Twice in a fortnight the wall was breached, and twice we beat off the insurgents, but the danger that had at first seemed a joke, mining, had become a major preoccupation.

Evening after evening, the lookouts watched for the sudden flare of a rocket that would tell us General Havelock was really coming. But night after night, they watched in vain.

It would be fatuous to pretend that we became accustomed to the conditions of our life: rather we became, to some extent, inured to them. We could not disregard the heat, the boils, the noise, the lack of food, the evil smell and the fatigue. But we learned to minimize them in order to cope with the more acute distresses. Men got drunk, despite the fact that there was no longer a ration of liquor; they fought their friends, stole each other’s paltry possessions, went whoring when the opportunity offered, and cursed their fate with colourful energy. And they fought. Women wept and worked, nagged and bickered, gossiped and lied, and sighed for better days. And they suffered. The cohesion of interest and endeavour produced by the first fear fragmented as we became accustomed to living in it; we became again, but less pleasantly, our true, individual human selves.

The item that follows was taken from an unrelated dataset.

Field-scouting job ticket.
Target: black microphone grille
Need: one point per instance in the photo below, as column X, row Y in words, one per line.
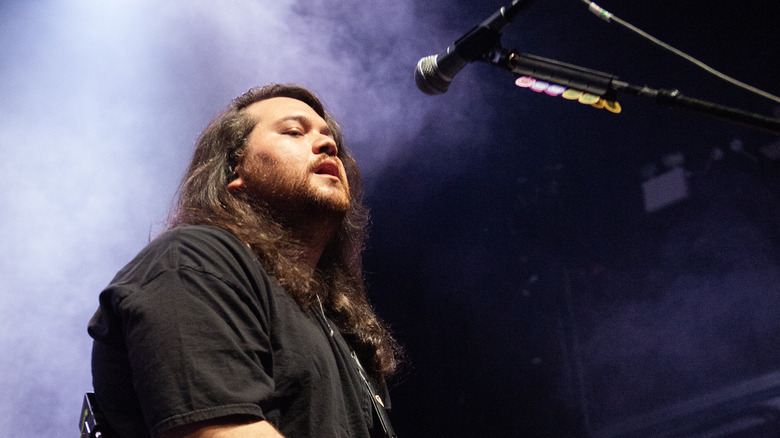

To all this, the petty selfishness no less than the hidden heroism, I became a party now that I was free to move around the entrenchment. The men became accustomed to seeing the Birch ladies, Kate and myself running between our quarters and the hospital, and almost always we found ourselves accompanied for protection. What good our protectors could have done against a pandy’s stray bullet was beyond my comprehension, and certainly no one but the enemy would have harmed us. I had soon realized that it was easier to face the enemy’s fire for two brief periods a day than to endure the anxious monotony which was the lot of the other women, but the men insisted on treating us as privileged beings. Presents came our way, pathetic little wisps of paper containing a crumbled biscuit, or a little sugar; once, three buttons on a card! I think the fact that we were willing to talk to the men in the hospital did more for them than any of our other amateur ministrations. We heard many an unhappy story of unfaithful wives, dead children or anxiety for parents left alone in some small out-station overrun by the mutineers. We could do nothing, but we were willing to listen; and the look of relief that came into a man’s eyes when he had given verbal form to his sorrows and worries was worth all the time we spent in this way.